12. The Bank filed UCC-1 Financing Statement No. 272153 with the Clerk of the Superior Court of Chatham County, Georgia on September 15,1994.
13. A continuation statement was filed by the Bank on March 17, 1995 with regard to the UCC-1 described in paragraph 12.
14. GC & G executed a second Promissory Note and Security Agreement in favor of the Bank in the amount of $425,577.56 dated October 24, 1997, which was secured by the existing financing statement.

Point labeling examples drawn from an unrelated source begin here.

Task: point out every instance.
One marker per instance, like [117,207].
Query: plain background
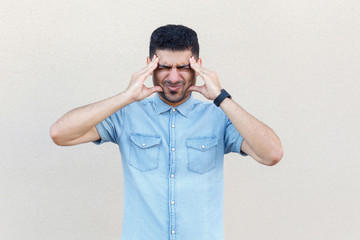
[294,65]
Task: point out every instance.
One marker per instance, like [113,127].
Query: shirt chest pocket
[201,154]
[144,152]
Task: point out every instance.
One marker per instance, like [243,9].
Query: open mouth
[174,88]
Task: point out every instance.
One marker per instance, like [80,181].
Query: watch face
[221,97]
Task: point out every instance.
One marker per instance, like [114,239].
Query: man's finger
[155,89]
[196,88]
[197,68]
[150,67]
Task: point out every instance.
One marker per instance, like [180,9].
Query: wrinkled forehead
[173,58]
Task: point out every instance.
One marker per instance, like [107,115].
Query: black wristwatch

15. The description of collateral appearing on the Bank’s UCC-1 Financing Statement includes all equipment of the Debtor “now or hereafter existing or acquired,” and attached to the Bank’s UCC-1 is a schedule of equipment.
16. None of the Equipment is listed on the schedule of equipment attached to the Bank’s UCC-1 Financing Statement.
17. The Bank never had a security interest in any equipment owned by GTC, with the exception of a boat, motor and trailer.
18. Douglas Asphalt Company filed UCC Financing Statement No. 034-1998-2830 on November 20, 1998, in the Office of the Clerk of Superior Court of Coffee County, Georgia.
19. The United States of America filed a Notice of Tax Lien in the amount of $222,094.63, in the Offices of the Clerk of Superior Court of Bryan County and Chat-ham County, Georgia, which were recorded on November 19, 1998 and November 30, 1998, respectively. Any security interest related thereto is subordinate to the security interests held by the Bank and Case.
. Caterpillar Financial Services Corporation, in answer to the Complaint, states that “it claims no interest in any of the items of equipment described in the Complaint and consents to entry of an Order by this Court directing the Clerk of the Superior Court of Chatham County, Georgia, to mark any uncanceled TJCC-1 financing statements filed in the name of CFSC, Canceled.” Douglas Asphalt Company, while responding to the Complaint asking for its dismissal and other relief that is "just and proper” and filing a motion to extend discovery, failed to respond to the motion for summary judgment. The United States of America, in its answer to the complaint on November 15, 1999 prayed for the Court to determine the validity, priority, and extent of the security interest that it held in the property at issue and filed and entry of appearance declaring Henry D. Dixon, Jr. and Lawrence B. Lee as counsel for the United States in this matter, but also failed to respond to the motion for summary judgment. James B. Wessinger, III, Chapter 7 Trustee appeared at a pre-trial conference on December 2, 1999, but made no further appearances and did not respond to this motion, and United States Trustee Jack Berry also failed to appear and respond.